Hi, how to use it for German or hindi Language? Trained my voice for hindi. But by generating Text to speech I am receiving Config Error. Thanks in advance for your support.
I got error extracting, I've downloaded 7zip. Any idea why?
@panosjr_greece
5 ай бұрын
Me too... Use winrar to extract it.
is there a way to do a batch TTS with this?
why there is need of your voice sample if you already put model of your voice
Hey, great tuto. I'm getting a CUDA out of memory error after I go through everything and hit generate. Ive got a 4080. Any suggestions? EDIT: I've got 16GB of dedicated GPU mem, running start.bat allocates 4.8GB and then running Generate blows past 15GB then throws up the error. 2ND EDIT: Reduced the samples to 8 and now it works...lol...no more edits I promise.
Can, RVC models be used in multiple voice changers?
where is the AIHUB discord to download models?

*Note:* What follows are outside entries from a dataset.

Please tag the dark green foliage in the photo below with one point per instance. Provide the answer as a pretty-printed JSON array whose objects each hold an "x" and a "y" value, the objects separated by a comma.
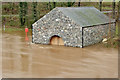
[
  {"x": 70, "y": 4},
  {"x": 34, "y": 9},
  {"x": 23, "y": 12},
  {"x": 100, "y": 5},
  {"x": 54, "y": 4},
  {"x": 113, "y": 9}
]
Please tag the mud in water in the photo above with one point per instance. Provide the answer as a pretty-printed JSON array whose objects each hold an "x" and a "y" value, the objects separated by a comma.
[{"x": 23, "y": 59}]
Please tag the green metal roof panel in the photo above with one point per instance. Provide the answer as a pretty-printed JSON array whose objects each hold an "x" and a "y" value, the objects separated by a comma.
[{"x": 85, "y": 16}]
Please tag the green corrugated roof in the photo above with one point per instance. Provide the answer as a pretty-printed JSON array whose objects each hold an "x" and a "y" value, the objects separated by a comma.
[{"x": 85, "y": 16}]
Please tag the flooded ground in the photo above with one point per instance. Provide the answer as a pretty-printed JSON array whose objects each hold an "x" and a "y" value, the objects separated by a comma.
[{"x": 23, "y": 59}]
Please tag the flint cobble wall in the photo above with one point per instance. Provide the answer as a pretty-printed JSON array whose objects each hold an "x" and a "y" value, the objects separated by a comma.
[
  {"x": 95, "y": 34},
  {"x": 56, "y": 23}
]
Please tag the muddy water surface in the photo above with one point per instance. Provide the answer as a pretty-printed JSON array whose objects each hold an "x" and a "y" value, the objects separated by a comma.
[{"x": 23, "y": 59}]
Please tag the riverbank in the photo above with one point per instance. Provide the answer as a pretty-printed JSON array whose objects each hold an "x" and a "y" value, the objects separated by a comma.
[{"x": 110, "y": 42}]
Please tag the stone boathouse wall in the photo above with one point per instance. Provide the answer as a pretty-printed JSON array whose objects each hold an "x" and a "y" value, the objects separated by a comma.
[
  {"x": 95, "y": 34},
  {"x": 55, "y": 23}
]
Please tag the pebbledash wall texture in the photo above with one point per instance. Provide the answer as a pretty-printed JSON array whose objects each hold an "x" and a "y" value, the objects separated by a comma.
[{"x": 77, "y": 26}]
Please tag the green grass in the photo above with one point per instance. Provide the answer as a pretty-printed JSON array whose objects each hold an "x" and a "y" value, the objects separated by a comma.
[{"x": 11, "y": 29}]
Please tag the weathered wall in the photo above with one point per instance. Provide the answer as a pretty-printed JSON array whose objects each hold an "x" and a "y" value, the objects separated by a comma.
[
  {"x": 56, "y": 23},
  {"x": 95, "y": 34}
]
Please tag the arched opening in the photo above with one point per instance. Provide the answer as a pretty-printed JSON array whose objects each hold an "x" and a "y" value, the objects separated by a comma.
[{"x": 56, "y": 40}]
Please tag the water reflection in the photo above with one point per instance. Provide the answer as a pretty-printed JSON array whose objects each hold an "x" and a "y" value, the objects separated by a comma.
[{"x": 24, "y": 59}]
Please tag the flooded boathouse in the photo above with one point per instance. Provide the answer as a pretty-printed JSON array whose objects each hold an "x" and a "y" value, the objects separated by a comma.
[{"x": 72, "y": 26}]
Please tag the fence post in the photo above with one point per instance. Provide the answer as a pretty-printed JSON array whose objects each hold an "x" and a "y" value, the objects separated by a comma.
[
  {"x": 118, "y": 19},
  {"x": 79, "y": 3},
  {"x": 113, "y": 4},
  {"x": 100, "y": 5}
]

I wanted to host the inference as an API on the cloud, I want it to be really fast similar to elevenlabs, what should I do? What GPU should I choose? What if I want to run 100 concurrent generations?
@Jarods_Journey
6 ай бұрын
Repo isn't natively supported for the cloud. You'd need to adjust the repo to fit your needs here
Jarod you are awesome
Guys, is there a video where a famous voice actor tries this for a long time? I couldn't find a long video like elevenlabs where I could hear a few examples.
Looks great.
rvc_pipe not found module. Why?
File "ctypes\__init__.py", line 374, in __init__ FileNotFoundError: Could not find module 'C:\Users\ahmad\OneDrive\سطح المكتب\ai-voice-cloning untime\Lib\site-packages\torchaudio\lib\libtorchaudio.pyd' (or one of its dependencies). Try using the full path with constructor syntax. how i can fix it?
@FlorianKMusic
5 ай бұрын
have the same error
I'm currently testing workflow with openai generated TTS to RVC. openai seems to create superior base TTS to tortoise
GUI is great for testing, etc - but can it also be used from code via API? Thanks.
@Jarods_Journey
6 ай бұрын
Yes, but ATM, you need to setup RVC stuff inside of the AI voice cloning repo. Then you can call generate as you normally would from the Gradio interface
Are my settings wrong? 1 sentence can take 5 minutes to generate... I am running on a $2,000 ASUS gaming laptop that I purchased last year. I followed all your steps on the previous "Local AI Voice Cloning with Tortoise TTS - 2024 Installation (Check LATEST update in description)" video. However, even after loading the trained finetune model, it takes forever just to generate 1 sentence. Am I doing something wrong?
@Jarods_Journey
3 ай бұрын
Bring samples down to 2 and see if that helps. If your GPU isn't being detected, this could also be the case, in which, you'd need to reinstall it
@bread.banana.
3 ай бұрын
@@Jarods_Journey THANK YOU! I brought it down to 2, but still no difference. I will keep playing around with the settings, reinstalling, etc. I know you're busy and don't want to pester you with too many obvious questions.
Which software name is the RVC ? Where can we get it
For some reason I can't extract the whole file, it says "unsupported compression method" in 7-Zip.
@Dan-Levi
4 ай бұрын
Try upgrading your 7-Zip installation
With all these voice changers....does it make a difference using a cheap mic vs a super expensive mic?